The Living History and Surprising Diversity of Computer-Generated Text
In February 2019 a new system for text generation called GPT-2 was announced and the “small” version of the model was released for public use. The company behind GPT-2, OpenAI, declared the large model to be so good at weaving text together that it was too dangerous to release, given the potential for fake news generation. In November of that year, however, Sam Altman’s company decided that it would be okay to release this large model after all.
A year later, the next major version of this “Generative Pretrained Transformer” was finished and exclusively licensed to Microsoft. These systems were essentially pure text generators: Give them a prompt and they would continue to write whatever seemed, statistically, to follow. Two years after that, at the end of 2022, a system to allow human-computer exchanges, ChatGPT, was made available as a Web service. It was based on an enhanced model with additional features, such as answering questions. The rest, thanks to savvy marketing and a flood of news, is history.
That’s hardly the history of computer text generation, however. The large language model, the basis for all the GPT systems, is an innovative recent development, but when it comes to generating text, it’s less than the tip of more than an iceberg. Work in the computer generation of text now spans seven decades and involves a tremendous variety of technical approaches — from both main branches of AI research, and in “scrappy” systems that combine both, and via numerous smaller-scale programs, poems, and artworks done outside of academic or industrial contexts. Some of it allows us to trace the path that researchers and early author-programmers took in paving the way for later work. But much of it still resonates today.
We often think of computers as numerical devices. After all, the early computer ENIAC was given the job, initially, of calculating artillery firing tables. The word “computer” only reinforces this role; some early ones were even called “calculators.” But a computer can be an “ordinateur” in France and “ordenador” in Spain, highlighting this machine’s ability to order or sort things rather than to calculate. Early on, computers were sometimes called “brains,” as in Edmund Berkeley’s influential 1949 book, “Giant Brains, or Machines That Think,” which framed them in cognitive terms. Terminology carries its own metaphors, each offering an alternative way to think about the same object. Just the name “MacBook” or “ThinkPad,” for instance, suggests that they are tools for working with text. So an important part of the history of computing is found in how computers manipulate language, including how they generate text.

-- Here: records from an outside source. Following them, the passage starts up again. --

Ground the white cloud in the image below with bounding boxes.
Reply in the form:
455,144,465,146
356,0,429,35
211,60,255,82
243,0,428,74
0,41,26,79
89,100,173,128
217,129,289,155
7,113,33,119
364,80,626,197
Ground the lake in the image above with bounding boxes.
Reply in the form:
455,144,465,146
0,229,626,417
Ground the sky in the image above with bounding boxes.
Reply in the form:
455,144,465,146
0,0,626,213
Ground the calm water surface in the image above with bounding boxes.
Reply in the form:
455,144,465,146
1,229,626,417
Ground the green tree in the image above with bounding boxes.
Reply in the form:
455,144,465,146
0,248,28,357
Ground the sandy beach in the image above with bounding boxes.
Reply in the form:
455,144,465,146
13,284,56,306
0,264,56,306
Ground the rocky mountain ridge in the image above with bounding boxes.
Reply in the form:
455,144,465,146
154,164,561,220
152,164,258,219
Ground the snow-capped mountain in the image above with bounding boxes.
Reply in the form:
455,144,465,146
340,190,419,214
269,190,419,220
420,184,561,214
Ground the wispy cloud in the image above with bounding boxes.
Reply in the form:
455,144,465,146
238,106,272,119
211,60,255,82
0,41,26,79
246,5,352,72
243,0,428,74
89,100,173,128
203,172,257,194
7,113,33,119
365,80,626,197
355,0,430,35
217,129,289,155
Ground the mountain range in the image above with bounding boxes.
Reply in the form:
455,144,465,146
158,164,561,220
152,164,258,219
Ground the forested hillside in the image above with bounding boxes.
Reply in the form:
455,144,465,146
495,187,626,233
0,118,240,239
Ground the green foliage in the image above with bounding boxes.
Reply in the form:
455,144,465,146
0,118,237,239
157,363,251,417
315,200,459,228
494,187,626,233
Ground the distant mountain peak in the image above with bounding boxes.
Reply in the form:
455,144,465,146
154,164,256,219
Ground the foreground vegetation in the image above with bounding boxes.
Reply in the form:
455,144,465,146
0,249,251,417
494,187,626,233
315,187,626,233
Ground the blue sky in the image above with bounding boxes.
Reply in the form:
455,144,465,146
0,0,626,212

To gain insight into this important dimension of computing, here are three very early examples of text generation that are particularly striking: Two arising from academic research, one by a well-known Fluxus artist. Keep in mind that even if the outputs presented here seem primitive, they suggested new ways that computers could work on language and each of them had a use, whether that was the better understanding of minority languages, determining how seemingly simple writing is rich with grammatical potential, or demonstrating how poetry can be extended into a process without end.
Fairy Tale Generator
Joseph E. Grimes, 1963
The linguist Joseph E. Grimes, then working at the Universidad Nacional Autónoma de México, developed a system based on Vladimir Propp’s structuralist ideas. As part of his research, he told generated stories to speakers of indigenous languages. This is the only known output.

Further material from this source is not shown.